Chapel Hill Comics in Chapel Hill, North Carolina, is changing hands, and Andrew Neal, who turned over the reins this weekend to the new owner, Ryan Kulikowski, reminisces a bit and discusses the history of the store and how the comics scene has evolved over the past 20 years. The store focuses on indie comics, and half the customers are women, Neal said.
www.chapelhillnews.com/2014/07/06/3982772/longtime-chapel-hill-comics-business.htmlCHAPEL HILL — Chapel Hill Comics owner Andrew Neal is ready to find out where the next adventure will take him.
His last day running the West Franklin Street shop is Sunday, although he may stay a few more months to help the new owner, Ryan Kulikowski, get settled.
Neal, a 39-year-old Chapel Hill native, was hired at the then-Second Foundation Bookstore on Rosemary Street in 1994. In 2003, he bought out the previous owner and changed the name when he moved to Franklin Street.

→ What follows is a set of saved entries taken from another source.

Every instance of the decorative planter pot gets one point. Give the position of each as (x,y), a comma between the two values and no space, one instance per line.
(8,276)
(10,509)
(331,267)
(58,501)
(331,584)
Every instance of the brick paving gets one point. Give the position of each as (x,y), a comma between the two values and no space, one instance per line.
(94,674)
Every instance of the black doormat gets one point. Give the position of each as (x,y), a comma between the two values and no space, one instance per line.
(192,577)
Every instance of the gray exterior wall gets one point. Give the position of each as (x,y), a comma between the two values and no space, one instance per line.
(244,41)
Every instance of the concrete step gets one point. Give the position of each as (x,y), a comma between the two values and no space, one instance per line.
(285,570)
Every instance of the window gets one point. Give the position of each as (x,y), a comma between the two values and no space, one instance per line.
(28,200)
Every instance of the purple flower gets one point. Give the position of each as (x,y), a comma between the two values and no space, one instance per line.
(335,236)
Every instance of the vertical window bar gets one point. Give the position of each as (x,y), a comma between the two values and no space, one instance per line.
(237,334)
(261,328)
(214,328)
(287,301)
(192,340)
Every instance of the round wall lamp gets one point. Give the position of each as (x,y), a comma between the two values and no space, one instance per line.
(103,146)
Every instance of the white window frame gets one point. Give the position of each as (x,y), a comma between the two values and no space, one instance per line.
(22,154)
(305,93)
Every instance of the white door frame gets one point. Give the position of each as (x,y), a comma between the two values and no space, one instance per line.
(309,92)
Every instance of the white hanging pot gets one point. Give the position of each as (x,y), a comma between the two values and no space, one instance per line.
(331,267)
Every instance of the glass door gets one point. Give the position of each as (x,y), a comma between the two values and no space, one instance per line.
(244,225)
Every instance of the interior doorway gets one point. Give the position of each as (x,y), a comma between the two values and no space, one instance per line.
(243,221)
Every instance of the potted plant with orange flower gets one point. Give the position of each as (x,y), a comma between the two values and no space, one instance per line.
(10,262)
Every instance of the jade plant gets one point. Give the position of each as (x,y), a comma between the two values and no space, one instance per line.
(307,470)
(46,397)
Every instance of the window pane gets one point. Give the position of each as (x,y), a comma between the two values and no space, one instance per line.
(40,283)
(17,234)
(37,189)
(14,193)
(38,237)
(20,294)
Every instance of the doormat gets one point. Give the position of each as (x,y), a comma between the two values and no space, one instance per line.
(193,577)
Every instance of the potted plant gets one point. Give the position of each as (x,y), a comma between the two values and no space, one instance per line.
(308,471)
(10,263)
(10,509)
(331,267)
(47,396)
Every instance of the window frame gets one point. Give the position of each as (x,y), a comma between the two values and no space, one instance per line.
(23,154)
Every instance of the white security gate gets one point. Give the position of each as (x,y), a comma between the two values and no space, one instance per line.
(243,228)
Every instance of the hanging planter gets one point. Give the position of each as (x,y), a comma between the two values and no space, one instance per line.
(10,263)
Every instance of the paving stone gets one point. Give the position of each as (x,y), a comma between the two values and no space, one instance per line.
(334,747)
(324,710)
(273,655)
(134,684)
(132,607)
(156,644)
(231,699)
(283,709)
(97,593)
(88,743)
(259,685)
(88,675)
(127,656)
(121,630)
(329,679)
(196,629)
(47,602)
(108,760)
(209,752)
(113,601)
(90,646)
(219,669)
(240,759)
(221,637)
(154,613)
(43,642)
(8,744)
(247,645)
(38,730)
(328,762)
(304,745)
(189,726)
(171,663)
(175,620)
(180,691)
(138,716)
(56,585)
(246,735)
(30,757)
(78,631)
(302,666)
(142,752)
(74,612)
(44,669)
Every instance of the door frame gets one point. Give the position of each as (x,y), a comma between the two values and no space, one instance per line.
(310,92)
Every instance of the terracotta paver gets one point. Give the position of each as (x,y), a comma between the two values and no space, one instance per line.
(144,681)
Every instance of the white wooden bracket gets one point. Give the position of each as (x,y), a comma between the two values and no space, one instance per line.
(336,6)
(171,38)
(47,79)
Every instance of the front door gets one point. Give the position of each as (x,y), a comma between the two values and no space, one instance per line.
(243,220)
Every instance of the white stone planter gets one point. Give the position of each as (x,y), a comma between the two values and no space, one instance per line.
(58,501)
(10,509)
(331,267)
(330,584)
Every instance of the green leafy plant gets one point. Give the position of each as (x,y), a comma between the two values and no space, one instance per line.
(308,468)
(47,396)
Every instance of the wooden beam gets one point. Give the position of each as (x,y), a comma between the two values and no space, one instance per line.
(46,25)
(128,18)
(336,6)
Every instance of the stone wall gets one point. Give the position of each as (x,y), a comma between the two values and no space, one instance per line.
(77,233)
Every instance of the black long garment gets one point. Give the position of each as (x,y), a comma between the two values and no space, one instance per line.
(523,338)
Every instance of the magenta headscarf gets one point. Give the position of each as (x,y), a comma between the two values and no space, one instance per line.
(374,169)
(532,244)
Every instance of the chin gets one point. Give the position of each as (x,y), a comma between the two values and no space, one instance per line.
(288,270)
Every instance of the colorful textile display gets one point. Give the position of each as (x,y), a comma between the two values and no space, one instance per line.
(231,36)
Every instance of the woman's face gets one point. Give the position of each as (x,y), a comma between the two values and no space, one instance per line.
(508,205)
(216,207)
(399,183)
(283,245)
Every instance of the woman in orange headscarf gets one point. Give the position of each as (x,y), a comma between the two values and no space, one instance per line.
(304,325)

Neal said he wasn’t thinking about selling when Kulikowski approached him. It took him more than a year to decide, and he’s invited a few friends – comic creators Jim Rugg, Ed Piskor and Tom Scioli and publisher Chris Pitzer – to help him celebrate Saturday.
“I’m not burned out on the medium. I’m not burned out on the people,” he said. “I could do this another 10 years and be fine, but ... the more I thought about it the more I realized that I’d be very happy if it worked out.”
Kulikowski, an Illinois native, spent the last few years teaching language arts and social studies in Russia. Before that, he was in Kuwait and China, where he talked with friends about one day opening a comic shop.
An inheritance from his father and grandfather made everything possible, Kulikowski said.
“A lot of things had to happen,” he said. “It was the right time.”
Chapel Hill Comics is the Triangle’s oldest specialty comic book store; Kulikowski will be its fourth owner. When Larry Shapiro first opened the Foundation Bookstore in 1978, it was tucked behind NationsBank Plaza. In 1985, Dan Breen bought the business, changing the name to Second Foundation Bookstore.
In those days, the store sold more science fiction and fantasy books than comics, Neal said. He started working there just before graduating from UNC-Greensboro with a bachelor’s degree in painting and printmaking.
By 2003, when Breen sold him the store, the book business was a bust, Neal said. He started making changes, and within two years, the store had a new name, a new focus and a new Franklin Street storefront closer to campus. In 2008, Chapel Hill Comics moved a few doors down to its current location.
He’s been lucky, Neal said. Few small business owners get to cash in after years of doing something they love, he said, and even through the recession, business has been good.
“This location here is really spectacular, especially since in the last 10 years, people have stopped looking at the west end of Franklin Street as the crummy end,” Neal said. “I would rather have the shop here than on East Franklin because the business mix is so strong and diverse.”
Comics fans also have changed, he said. Attention spans are shorter, casual humor is more popular, and more people follow their favorite writers and artists on Tumblr and other social media sites.
The store’s lively color scheme and playful window displays have attracted a lot of families and first-time shoppers, he said. Half of his customers now are female, reflecting changes in an industry long dominated by men, he said.
This year’s top-selling comic, “Lumberjanes,” is created by women for women, he said. The series from Boom! Box follows the adventures of a group of girls attending a haunted scout camp. Another female writer making waves at venerable Marvel Comics this year is G. Willow Wilson, whose 16-year-old Pakistani Muslim superhero, Kamala Kahn, learns to harness her new shapeshifting powers in the latest incarnation of Ms. Marvel.
You can still find Spider-Man, Batman and a legion of super-villains lurking in the aisles, but Chapel Hill Comics has built a reputation for independent artists, unusual materials and self-published works that can’t be found anywhere else, Neal said.
“I think every comic shop, potentially every small retail shop, reflects the personality of the owner,” Neal said. “This is absolutely the store it is because I’ve been in it.”